Marijuana cultivation, especially in the early years, was not as easy as it might seem. Plantings had to be widely scattered in partial shade to avoid detection. Pests and diseases, especially spider mites and downy mildew, still take their toll, and an early autumn rainstorm can spell disaster (such problems are amusingly recounted at length in T. C. Boyles’ Budding Prospects). Labor demands during harvest season, moreover, restrict crop size. But prices were high in the early years, and if few growers became rich, many made a comfortable living.  More than a few maintained a migratory existence, sojourning in Mexico or Costa Rica during the rainy season and returning to Mendocino in the spring. Many others, however, merely grew a few plants to supplement incomes earned in the formal sector. I have taught several students from backwoods Mendocino backgrounds at Stanford University, and when asked what their parents do for a living, the response is generally on the lines of, “my mother is a teacher/nurse/county employee, and my father, well, he, um, well, he …”

In this milieu of artisanal production, large-scale growers are not appreciated. I once attended a road-association meeting in which one member informed the assembly that he had been contracted by an Oakland medical marijuana co-op to grow over 1,000 plants; the news was most unwelcome, and his neighbors were relieved when his operation was taken down several months later. By early 2000s, many growers had actually come to appreciate CAMP, the “Campaign Against Marijuana Planting,” a multi-agency law enforcement task force, as it had come to focus on large-scale growers. Such cultivators, often connected with Mexican organized crime syndicates, operate mostly in public lands in the eastern half of the county. Their operations are often violent and environmentally destructive, and they threaten the reputation of the business. Whether they drive down prices is an open question, as they typically produce for a lower market-segment, growing the wrong strains, harvesting too early, and curing their buds improperly. Wine snobs have nothing over pot snobs these days, and extraordinary care is taken by serious growers in both pre- and post-harvest procedures.

Regardless of the activities of the big operations, prices have come down. Growers complain that they make less per unit than they did in 1980. Most attribute the relative price drop to the expanded number of small-scale cultivators, and especially to the spread of indoor cultivation in suburban and urban parts of the state. In response, they have taken to growing much larger plants, cultivating them in the full sun, and providing full-spectrum fertilizers. Organic cultivation exists, but the practice is rare, as authentication is impossible and the price premium is small. The real money in the business, I am convinced, is in fully licit growers’ supply stores.

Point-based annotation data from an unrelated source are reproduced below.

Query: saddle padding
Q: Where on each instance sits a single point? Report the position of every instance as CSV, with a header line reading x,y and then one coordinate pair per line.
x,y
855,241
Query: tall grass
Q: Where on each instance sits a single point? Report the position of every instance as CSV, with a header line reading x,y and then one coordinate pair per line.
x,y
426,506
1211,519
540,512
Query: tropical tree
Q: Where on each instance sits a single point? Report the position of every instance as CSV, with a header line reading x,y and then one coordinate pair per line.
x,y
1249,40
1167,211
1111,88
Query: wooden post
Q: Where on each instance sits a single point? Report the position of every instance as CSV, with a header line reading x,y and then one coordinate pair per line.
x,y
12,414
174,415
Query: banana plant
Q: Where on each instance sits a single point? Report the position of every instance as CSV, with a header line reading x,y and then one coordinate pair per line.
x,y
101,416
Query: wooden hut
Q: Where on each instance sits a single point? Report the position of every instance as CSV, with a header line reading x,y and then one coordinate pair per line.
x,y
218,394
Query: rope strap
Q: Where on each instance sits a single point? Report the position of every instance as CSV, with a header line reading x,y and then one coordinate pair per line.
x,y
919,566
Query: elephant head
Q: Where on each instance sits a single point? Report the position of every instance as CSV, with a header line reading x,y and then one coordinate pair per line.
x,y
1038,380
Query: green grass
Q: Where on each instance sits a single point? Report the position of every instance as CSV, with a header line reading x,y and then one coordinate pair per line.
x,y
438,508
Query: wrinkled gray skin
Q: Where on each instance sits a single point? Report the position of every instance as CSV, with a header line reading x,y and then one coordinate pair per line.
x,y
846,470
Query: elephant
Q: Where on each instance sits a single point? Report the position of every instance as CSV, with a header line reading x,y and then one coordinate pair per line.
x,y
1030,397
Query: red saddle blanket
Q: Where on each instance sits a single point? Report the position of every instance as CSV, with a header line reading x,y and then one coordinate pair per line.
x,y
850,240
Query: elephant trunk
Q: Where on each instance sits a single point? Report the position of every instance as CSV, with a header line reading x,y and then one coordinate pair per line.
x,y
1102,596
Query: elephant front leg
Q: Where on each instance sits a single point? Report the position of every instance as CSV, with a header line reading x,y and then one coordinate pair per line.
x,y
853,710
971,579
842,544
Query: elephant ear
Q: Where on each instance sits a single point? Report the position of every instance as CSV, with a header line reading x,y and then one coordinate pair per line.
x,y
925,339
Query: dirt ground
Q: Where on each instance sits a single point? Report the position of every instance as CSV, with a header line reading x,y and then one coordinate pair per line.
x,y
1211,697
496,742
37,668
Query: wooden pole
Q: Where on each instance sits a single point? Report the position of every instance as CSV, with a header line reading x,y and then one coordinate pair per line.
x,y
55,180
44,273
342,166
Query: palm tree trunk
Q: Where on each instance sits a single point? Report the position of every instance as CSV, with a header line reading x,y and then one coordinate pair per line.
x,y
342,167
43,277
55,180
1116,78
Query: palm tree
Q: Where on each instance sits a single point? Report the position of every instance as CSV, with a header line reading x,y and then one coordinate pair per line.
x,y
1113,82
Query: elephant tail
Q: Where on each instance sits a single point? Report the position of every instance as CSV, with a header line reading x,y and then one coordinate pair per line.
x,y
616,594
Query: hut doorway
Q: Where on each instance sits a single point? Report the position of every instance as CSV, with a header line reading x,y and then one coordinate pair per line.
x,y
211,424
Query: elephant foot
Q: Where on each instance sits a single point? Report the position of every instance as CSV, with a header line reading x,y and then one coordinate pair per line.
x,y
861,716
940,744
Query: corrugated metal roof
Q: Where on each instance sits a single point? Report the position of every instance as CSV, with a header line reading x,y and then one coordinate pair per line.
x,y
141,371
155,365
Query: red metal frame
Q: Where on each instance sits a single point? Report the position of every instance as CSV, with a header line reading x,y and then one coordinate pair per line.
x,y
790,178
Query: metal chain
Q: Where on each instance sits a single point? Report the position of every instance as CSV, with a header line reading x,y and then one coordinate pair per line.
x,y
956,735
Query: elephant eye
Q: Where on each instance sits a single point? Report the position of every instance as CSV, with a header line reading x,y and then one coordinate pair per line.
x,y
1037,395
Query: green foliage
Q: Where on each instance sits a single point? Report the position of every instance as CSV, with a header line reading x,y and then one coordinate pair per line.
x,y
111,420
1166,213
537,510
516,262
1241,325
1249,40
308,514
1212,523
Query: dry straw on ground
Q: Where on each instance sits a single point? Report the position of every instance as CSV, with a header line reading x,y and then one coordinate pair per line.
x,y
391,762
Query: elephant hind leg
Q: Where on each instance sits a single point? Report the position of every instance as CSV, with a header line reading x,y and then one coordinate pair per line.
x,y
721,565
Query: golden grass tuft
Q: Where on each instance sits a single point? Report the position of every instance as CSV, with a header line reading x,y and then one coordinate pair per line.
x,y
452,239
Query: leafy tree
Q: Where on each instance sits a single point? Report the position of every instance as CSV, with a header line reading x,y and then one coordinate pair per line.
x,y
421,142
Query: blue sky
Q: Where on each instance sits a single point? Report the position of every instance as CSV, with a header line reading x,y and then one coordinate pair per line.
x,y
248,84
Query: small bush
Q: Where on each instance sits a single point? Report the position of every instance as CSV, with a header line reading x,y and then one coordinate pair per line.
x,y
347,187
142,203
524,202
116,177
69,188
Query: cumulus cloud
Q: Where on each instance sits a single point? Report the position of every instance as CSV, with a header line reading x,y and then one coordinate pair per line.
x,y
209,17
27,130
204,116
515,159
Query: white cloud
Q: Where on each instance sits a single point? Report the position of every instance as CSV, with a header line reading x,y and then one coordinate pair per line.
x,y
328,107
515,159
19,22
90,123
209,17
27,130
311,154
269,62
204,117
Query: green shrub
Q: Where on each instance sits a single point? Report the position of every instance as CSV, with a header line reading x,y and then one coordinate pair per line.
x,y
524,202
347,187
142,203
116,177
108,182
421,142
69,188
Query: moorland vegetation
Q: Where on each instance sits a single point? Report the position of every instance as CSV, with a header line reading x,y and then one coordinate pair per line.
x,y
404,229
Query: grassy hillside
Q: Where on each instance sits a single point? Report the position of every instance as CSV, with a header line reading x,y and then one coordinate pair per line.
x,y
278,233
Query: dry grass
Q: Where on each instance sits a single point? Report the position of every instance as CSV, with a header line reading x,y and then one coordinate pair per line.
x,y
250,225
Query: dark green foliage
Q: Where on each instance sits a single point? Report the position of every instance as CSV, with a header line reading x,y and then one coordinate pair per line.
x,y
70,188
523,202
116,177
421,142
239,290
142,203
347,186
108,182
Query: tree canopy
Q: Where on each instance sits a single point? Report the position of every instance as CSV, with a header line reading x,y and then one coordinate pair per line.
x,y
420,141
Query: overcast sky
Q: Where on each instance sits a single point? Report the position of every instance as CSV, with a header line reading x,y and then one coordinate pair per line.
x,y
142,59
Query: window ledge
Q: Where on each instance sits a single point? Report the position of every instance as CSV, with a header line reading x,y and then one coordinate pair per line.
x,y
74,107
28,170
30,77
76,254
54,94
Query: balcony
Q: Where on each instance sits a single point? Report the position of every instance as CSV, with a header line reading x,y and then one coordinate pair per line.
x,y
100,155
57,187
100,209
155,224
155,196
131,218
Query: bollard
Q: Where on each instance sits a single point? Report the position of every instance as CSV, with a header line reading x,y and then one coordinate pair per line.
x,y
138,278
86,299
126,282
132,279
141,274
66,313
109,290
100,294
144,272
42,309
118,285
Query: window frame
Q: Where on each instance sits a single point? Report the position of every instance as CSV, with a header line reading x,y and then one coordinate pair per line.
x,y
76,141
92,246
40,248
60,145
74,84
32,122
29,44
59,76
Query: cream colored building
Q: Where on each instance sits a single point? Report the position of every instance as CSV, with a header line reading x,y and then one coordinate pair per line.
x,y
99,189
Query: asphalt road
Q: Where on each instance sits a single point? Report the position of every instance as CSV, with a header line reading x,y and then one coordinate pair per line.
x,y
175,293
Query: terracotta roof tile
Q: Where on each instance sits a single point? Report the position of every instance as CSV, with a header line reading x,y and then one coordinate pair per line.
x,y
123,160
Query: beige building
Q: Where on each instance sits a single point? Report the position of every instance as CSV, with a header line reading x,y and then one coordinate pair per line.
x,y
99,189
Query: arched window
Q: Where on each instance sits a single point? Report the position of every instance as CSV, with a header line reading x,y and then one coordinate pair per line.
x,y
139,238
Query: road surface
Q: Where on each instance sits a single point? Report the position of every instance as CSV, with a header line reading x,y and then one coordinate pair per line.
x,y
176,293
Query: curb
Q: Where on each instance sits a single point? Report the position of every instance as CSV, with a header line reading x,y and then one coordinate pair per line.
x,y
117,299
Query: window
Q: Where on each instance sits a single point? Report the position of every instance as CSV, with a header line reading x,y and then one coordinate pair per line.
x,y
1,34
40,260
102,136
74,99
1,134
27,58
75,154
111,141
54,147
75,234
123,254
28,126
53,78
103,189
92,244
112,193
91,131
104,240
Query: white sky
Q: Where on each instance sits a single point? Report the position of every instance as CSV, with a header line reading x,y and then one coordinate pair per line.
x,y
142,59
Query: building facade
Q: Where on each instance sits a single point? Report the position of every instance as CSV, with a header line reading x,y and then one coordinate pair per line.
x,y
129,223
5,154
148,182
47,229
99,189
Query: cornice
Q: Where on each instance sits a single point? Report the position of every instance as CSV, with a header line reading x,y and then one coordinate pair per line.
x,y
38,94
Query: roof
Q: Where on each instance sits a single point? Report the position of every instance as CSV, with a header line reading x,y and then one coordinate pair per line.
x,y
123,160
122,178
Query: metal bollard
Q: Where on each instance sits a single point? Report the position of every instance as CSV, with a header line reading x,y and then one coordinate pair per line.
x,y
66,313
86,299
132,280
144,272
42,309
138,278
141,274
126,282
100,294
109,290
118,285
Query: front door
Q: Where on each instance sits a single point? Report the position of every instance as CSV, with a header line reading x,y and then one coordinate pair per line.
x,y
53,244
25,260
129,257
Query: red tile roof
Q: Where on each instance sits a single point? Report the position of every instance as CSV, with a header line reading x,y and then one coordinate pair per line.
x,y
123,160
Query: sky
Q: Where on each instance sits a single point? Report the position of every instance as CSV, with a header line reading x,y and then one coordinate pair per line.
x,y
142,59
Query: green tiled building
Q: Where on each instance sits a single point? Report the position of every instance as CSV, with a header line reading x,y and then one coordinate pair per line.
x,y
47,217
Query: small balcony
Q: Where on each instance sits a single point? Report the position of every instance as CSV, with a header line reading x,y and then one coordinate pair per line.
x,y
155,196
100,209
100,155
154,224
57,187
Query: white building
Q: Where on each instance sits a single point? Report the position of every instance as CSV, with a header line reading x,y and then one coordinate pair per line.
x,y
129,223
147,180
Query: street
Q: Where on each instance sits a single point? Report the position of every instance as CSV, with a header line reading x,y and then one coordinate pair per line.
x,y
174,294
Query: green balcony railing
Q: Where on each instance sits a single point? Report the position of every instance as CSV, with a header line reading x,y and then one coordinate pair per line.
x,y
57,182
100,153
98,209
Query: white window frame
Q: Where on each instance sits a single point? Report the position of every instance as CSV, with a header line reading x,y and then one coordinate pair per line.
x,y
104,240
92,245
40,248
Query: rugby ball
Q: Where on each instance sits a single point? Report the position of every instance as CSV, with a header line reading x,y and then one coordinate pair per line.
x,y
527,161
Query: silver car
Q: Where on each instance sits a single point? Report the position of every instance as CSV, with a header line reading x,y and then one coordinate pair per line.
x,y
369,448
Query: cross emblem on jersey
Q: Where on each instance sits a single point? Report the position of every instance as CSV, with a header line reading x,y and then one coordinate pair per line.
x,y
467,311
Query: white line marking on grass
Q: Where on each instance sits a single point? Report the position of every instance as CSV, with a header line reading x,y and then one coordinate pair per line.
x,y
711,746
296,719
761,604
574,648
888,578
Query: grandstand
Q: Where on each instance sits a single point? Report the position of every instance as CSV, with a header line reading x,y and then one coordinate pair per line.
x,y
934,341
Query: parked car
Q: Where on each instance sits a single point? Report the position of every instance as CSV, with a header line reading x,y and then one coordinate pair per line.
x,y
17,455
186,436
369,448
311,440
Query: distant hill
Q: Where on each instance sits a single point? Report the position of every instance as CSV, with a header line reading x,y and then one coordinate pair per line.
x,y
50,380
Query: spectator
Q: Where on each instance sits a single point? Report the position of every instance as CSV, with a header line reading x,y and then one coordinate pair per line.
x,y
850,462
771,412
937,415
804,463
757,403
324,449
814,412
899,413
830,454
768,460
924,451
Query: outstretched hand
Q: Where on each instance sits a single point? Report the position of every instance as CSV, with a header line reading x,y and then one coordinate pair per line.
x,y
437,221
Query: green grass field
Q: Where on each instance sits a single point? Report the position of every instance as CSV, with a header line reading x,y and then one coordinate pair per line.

After the passage of the California Medical Marijuana Act of 1996, the business gradually gained a quasi-legal status as far as the county and the state were concerned, as long as the scale of operation remained small, generally below 25 plants. When the county government decided to license the cultivation of up to 99 plants in early 2011, some saw an opportunity for serious money. Dreams were hatched of developing tourist-oriented “tasting rooms,” following the local wine industry. The U.S. federal raids of October 2011, however, demolished such plans, throwing everything into doubt. It is unclear what will happen, but it is all but certain that Mendocino County will continue to produce high-quality cannabis, and most of its residents will continue to be rather proud of that fact.